Francis Heaulme au tribunal de Metz, le 10 octobre 1994 [Jean-Philippe KSIAZEK / AFP/Archives] Francis Heaulme au tribunal de Metz, le 10 octobre 1994 [Jean-Philippe KSIAZEK / AFP/Archives]

Déjà neuf condamnations pour meurtre et pas vraiment d'explications. Alors, mardi matin, le président de la Cour d'assises de la Moselle qui juge Francis Heaulme pour un double infanticide lui a posé encore et encore une question : «Monsieur Heaulme, dites nous pourquoi».

- «Pourquoi vous tuez tous ces gens ? Il y a des enfants, des adolescents...

- Je ne sais pas.

- Il y a des femmes, des hommes, des personnes âgées. Vous ne les connaissez pas. Elles ne vous ont rien fait. Elles ont eu la malchance de croiser votre route.
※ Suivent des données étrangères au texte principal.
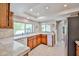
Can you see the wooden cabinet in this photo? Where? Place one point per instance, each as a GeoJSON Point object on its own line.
{"type": "Point", "coordinates": [5, 16]}
{"type": "Point", "coordinates": [44, 39]}
{"type": "Point", "coordinates": [39, 37]}
{"type": "Point", "coordinates": [30, 42]}
{"type": "Point", "coordinates": [10, 21]}
{"type": "Point", "coordinates": [34, 41]}
{"type": "Point", "coordinates": [77, 50]}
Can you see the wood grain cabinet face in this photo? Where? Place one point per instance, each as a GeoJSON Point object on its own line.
{"type": "Point", "coordinates": [44, 39]}
{"type": "Point", "coordinates": [34, 41]}
{"type": "Point", "coordinates": [5, 16]}
{"type": "Point", "coordinates": [77, 50]}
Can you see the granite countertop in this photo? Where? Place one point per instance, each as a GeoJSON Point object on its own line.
{"type": "Point", "coordinates": [14, 50]}
{"type": "Point", "coordinates": [28, 35]}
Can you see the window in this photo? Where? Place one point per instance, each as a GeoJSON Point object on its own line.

- Je ne peux pas vous dire, je sais pas.

- Qu'est ce qui vous prend ?

- Montigny, c'est pas moi», se défend alors Francis Heaulme, qui comparaît depuis le 25 avril pour le meurtre de deux enfants en septembre 1986 à Montigny-lès-Metz. Le magistrat repart à la charge.
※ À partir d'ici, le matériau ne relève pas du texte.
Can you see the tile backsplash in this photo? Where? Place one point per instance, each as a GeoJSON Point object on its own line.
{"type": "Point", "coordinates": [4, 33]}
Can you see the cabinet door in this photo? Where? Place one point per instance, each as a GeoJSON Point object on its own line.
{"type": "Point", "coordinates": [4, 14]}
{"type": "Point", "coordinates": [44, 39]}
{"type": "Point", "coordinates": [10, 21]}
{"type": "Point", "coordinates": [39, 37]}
- «Je ne parle pas de Montigny. Monsieur Heaulme pourquoi ? (...) Quel est le mobile ? Pourquoi ?

- On se moque de moi...»

Mains posées sur le bois, la silhouette cassée, penché, Francis Heaulme, le pantalon un peu lâche, beige, sous un pull bleu, écoute le monologue sanglant du président.
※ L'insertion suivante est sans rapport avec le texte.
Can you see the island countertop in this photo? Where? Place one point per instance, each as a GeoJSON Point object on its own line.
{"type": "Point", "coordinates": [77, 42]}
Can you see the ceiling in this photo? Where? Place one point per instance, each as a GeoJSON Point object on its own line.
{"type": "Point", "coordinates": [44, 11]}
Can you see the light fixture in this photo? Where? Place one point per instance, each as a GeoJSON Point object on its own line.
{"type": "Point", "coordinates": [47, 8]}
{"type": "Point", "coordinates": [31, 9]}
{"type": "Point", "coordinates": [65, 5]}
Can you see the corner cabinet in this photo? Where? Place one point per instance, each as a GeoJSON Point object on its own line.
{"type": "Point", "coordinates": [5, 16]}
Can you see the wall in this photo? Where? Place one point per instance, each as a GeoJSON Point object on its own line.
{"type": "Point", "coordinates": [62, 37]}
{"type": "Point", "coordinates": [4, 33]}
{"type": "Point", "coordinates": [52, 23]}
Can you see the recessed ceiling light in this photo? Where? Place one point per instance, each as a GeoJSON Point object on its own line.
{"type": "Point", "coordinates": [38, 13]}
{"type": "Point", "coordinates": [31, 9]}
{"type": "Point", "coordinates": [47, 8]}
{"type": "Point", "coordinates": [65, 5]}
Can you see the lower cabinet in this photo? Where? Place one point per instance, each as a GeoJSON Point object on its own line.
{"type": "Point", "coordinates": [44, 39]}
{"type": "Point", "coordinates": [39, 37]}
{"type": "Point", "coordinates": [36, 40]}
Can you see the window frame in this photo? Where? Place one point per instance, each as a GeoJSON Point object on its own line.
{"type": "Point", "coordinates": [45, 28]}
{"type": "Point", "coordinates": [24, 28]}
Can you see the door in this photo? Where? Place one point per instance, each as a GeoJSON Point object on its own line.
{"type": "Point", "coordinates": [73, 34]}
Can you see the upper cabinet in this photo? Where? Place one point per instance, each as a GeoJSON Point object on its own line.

Croquis d'audience lors du procès de Francis Heaulme, le 25 avril 2017 à Metz [Benoit PEYRUCQ / AFP]
Croquis d'audience lors du procès de Francis Heaulme, le 25 avril 2017 à Metz. [Benoit PEYRUCQ / AFP]

Annick Maurice, Lyonelle Gineste, Joris Viville ... toutes les victimes du «routard du crime», les circonstances de leurs morts, l'état de leurs cadavres font irruption dans la salle, aux côtés de Cyril Beining et Alexandre Beckrich, les deux victimes de ce procès. Revenant sur la mort d'Annick Maurice, 26 ans, le président continue.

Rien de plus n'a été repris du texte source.